Er heiße Heinrich Függe, 1943 in Dachau geboren, wo es die Mutter hin verschlagen habe. Sie sei Malerin gewesen, der Vater Techniker, eine ungewöhnliche Konstellation. Der frühe Tod des Vaters habe dazu geführt, dass er das Gymnasium abbrechen musste, um das Seine zum Familienunterhalt beizutragen. Ein Schritt, der ihm als wissenshungrigen jungen Menschen nicht leichtgefallen sei. Den Großteil seines Berufslebens habe er in der Privatwirtschaft zugebracht, in verschiedensten Funktionen, die längste Zeit als Abteilungsleiter. Seit gut sechs Wochen genieße er die mit dem Vorruhestand verbundenen Annehmlichkeiten. An sich eine gute Sache, denn die Pension könne nur nach vorne verlängert werden.

Aber nachdem er schon früh zu arbeiten begonnen habe und es seiner Natur widerstrebe, im Ohrensessel sitzend Denksportaufgaben zu lösen, wäre ihm bereits in den ersten Tagen des neuen Lebensabschnittes die Idee gekommen, sich in der Akademie einzuschreiben. Er wolle sein Leben Revue passieren lassen, auf das Erreichte zurückblicken, kurz, Zeugnis ablegen. Der Kurs sei ihm als passendes Instrument dazu erschienen, also habe er nicht lange gezögert und nun sei er hier.
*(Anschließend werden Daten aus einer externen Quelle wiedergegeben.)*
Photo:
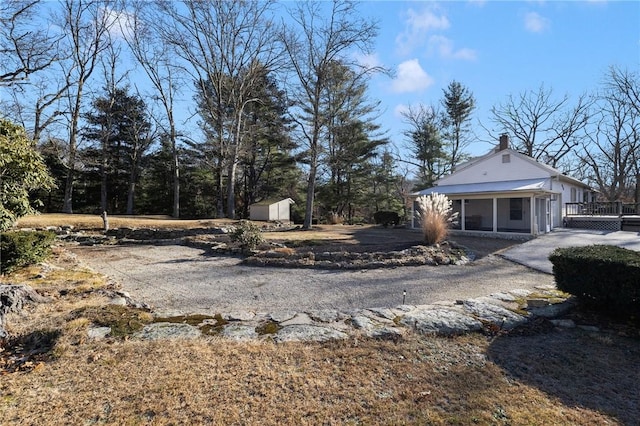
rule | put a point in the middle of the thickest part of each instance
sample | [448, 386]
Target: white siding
[492, 169]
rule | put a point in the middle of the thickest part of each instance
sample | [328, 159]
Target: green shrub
[22, 248]
[606, 278]
[386, 218]
[248, 235]
[436, 215]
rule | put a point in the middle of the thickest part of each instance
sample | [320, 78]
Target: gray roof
[523, 185]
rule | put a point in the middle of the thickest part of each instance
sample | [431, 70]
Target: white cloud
[536, 23]
[417, 26]
[444, 47]
[120, 24]
[411, 77]
[400, 110]
[368, 61]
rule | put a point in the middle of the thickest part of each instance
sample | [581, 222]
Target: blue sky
[496, 48]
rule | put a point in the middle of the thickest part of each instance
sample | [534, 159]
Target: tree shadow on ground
[594, 370]
[385, 239]
[24, 352]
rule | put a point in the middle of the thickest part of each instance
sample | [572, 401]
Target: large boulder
[13, 298]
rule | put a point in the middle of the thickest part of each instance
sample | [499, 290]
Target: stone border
[491, 314]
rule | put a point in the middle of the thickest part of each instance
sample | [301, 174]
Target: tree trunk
[311, 190]
[67, 205]
[176, 176]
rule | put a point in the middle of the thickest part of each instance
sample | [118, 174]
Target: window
[515, 209]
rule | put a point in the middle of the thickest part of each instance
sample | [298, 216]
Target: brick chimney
[504, 142]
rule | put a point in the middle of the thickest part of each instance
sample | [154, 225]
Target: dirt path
[179, 280]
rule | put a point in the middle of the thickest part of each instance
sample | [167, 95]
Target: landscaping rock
[497, 315]
[98, 333]
[306, 332]
[282, 316]
[324, 315]
[240, 332]
[300, 318]
[554, 310]
[167, 330]
[14, 297]
[239, 316]
[439, 321]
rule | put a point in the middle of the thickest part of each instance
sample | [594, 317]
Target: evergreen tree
[459, 104]
[353, 141]
[120, 126]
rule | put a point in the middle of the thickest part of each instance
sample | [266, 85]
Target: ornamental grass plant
[436, 217]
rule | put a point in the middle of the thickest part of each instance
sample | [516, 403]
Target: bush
[386, 218]
[248, 235]
[22, 248]
[606, 278]
[436, 214]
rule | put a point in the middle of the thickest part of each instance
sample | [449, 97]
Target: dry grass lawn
[570, 377]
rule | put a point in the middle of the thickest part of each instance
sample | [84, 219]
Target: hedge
[601, 276]
[22, 248]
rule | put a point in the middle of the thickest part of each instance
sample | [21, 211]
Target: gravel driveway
[182, 280]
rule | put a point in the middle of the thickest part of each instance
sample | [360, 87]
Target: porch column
[533, 216]
[413, 214]
[495, 214]
[463, 214]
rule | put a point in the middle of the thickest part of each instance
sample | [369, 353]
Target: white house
[271, 210]
[508, 192]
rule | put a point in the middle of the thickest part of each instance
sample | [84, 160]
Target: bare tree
[227, 46]
[610, 153]
[626, 85]
[29, 53]
[425, 143]
[542, 127]
[26, 46]
[458, 103]
[316, 39]
[85, 24]
[154, 56]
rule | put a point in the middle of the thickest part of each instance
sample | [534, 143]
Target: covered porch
[507, 208]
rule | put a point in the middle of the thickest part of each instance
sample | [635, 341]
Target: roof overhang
[514, 186]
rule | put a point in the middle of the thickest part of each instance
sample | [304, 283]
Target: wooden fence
[601, 209]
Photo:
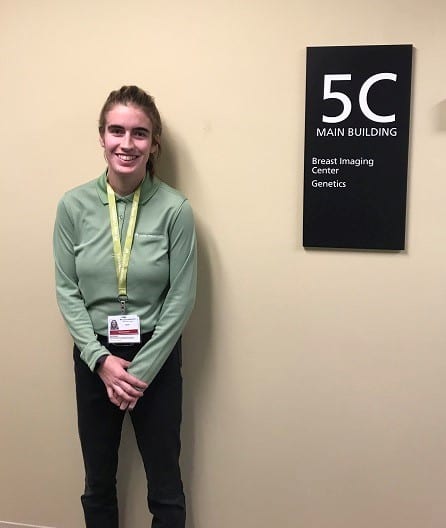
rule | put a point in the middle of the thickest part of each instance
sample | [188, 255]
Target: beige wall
[315, 390]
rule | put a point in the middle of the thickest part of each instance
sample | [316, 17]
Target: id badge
[124, 329]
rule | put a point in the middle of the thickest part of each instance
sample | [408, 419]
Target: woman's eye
[116, 131]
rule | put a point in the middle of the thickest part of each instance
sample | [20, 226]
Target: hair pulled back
[132, 95]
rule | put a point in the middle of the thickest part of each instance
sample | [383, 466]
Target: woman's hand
[123, 389]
Heinrich lehnt sich zurück. Vom Geburtsjahr und -ort abgesehen, ist das Gros seiner Ausführungen eine Aneinanderreihung von Unwahrheiten. Nicht einmal der Vorname stimmt, in Wirklichkeit heißt er Hans Maria Heinrich. Doch ist das noch der lässlichste Schwindel; denn die mit seinem Namenswechsel verbundene Geschichte ist keine, die man ohne Androhung der Folter erzählt. Mit angelegten Daumenschrauben würde er Folgendes zu Protokoll geben: Als ich in die Familie meiner Frau gekommen bin, gab es dort bereits einen Hans. Meine Schwiegermutter, damals noch meine Schwiegermutter in spe, hat befürchtet, es würde zu Verwirrungen führen, wenn man zwei Träger dieses Namens hätte. Und ihren Hans könne man wohl schlecht umbenennen, nicht nur wegen seiner älteren Rechte. So wurde ich zu Heinrich. Und blieb es, auch als der Namensvetter bald darauf verschied. Ein Versuch, wieder zu meinem angestammten Namen zurückzukehren, wurde von der Schwiegermutter mit dem Hinweis, die Erinnerung tue zu weh, abgelehnt. Zehn Jahre habe man das brave Tier gehabt, dieses Bild von einem deutschen Schäferhund. Bis heute hängt sein Foto in ihrem Ankleidezimmer. Hans von Hartenstein, bissig bis zuletzt, ein zutiefst widerliches Vieh.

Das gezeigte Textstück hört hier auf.